In the most significant industry, platinum mining, the largest owner Anglo American Platinum (Amplats), has announced that up to 7,000 jobs could be eliminated in a restructuring program. The company had earlier threatened to fire twice as many workers but revised its plan to wipe out only 50 percent in the initial proposal.
These developments are taking place throughout the mining industry inside the country. Anglo American, which is also involved in other extractive markets such as gold, has reported a 10 percent decline in value since the beginning of 2013. Amplats produces 40 percent of the platinum sales internationally. The most profitable region for the firm is located in Rustenberg where during 2012 police shot dead 34 miners at the Lonmin corporation facility at Marikana on August 16.
Several leading firms in mining have faced mounting difficulties since the beginning of the year. According to Business Tech in South Africa, “Other mining companies saw even bigger declines: Kumba Iron Ore shrank 17.4% to R148.5 billion (2012: R179.7 billion); Impala Platinum cut off 24.6% to R74.8 billion (2012: R99.1 billion); and Goldfields dropped off the top 25 entirely, having nearly halved its market cap, dropping 45.6% to R42.8 billion (2012: R78.6 billion). “ (August 28)

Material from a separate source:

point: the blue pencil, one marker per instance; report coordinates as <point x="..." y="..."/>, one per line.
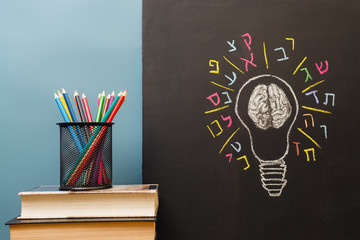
<point x="66" y="119"/>
<point x="71" y="110"/>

Corporate media reports have indicated that the widespread wild cat and protected strikes are at the root of the job elimination. Workers in the mines are represented by two rival unions the National Union of Mineworkers (NUM) and the newer Association of Mineworkers and Construction Union (AMCU).
NUM representatives claim that negotiations between the union and Amplats owners resulted in a compromise of 3,000 job losses and not the 6,900 officially announced by company executives. NUM has threatened to strike in response to the layoffs but AMCU has said it will not support a strike until the job cuts are final.
A spokesman for Amplats noted “A month’s notice period for affected employees will commence on 1 September,” said Amplats CEO Chris Griffith, concluding plans to trim 6,000 mining and 900 white-collar jobs to supposedly save approximately $400 million a year.
Griffith went on to point out that other saving would come from “voluntary severance packages, early retirement, redeployments and the filling of internal vacancies.” (AFP)
Meanwhile, in the gold sector, a war of words took place between unions and bosses on September 2 when workers threatened to strike the following day demanding between 60 to 150 percent wage increases and better conditions of employment. The firms where workers were prepared to walk off the job are AngloGold Ashanti, Gold Fields, Harmony Gold and Sibanye Gold.
The mining executives are responding to the labor unrest by blaming the workers for the crisis. Mark Cutifani, the CEO for the Anglo American said, “Promoting expectations above the capacity of the industry to pay is a dangerous road that may have tragic consequences for employees who do not understand how close we are to economic devastation in certain sectors.”
“If we lose each other in the present discussions, we will count the costs in mines closed and tens of thousands of jobs lost,” Cutifani was quoted as saying in a commentary in the Business Day newspaper.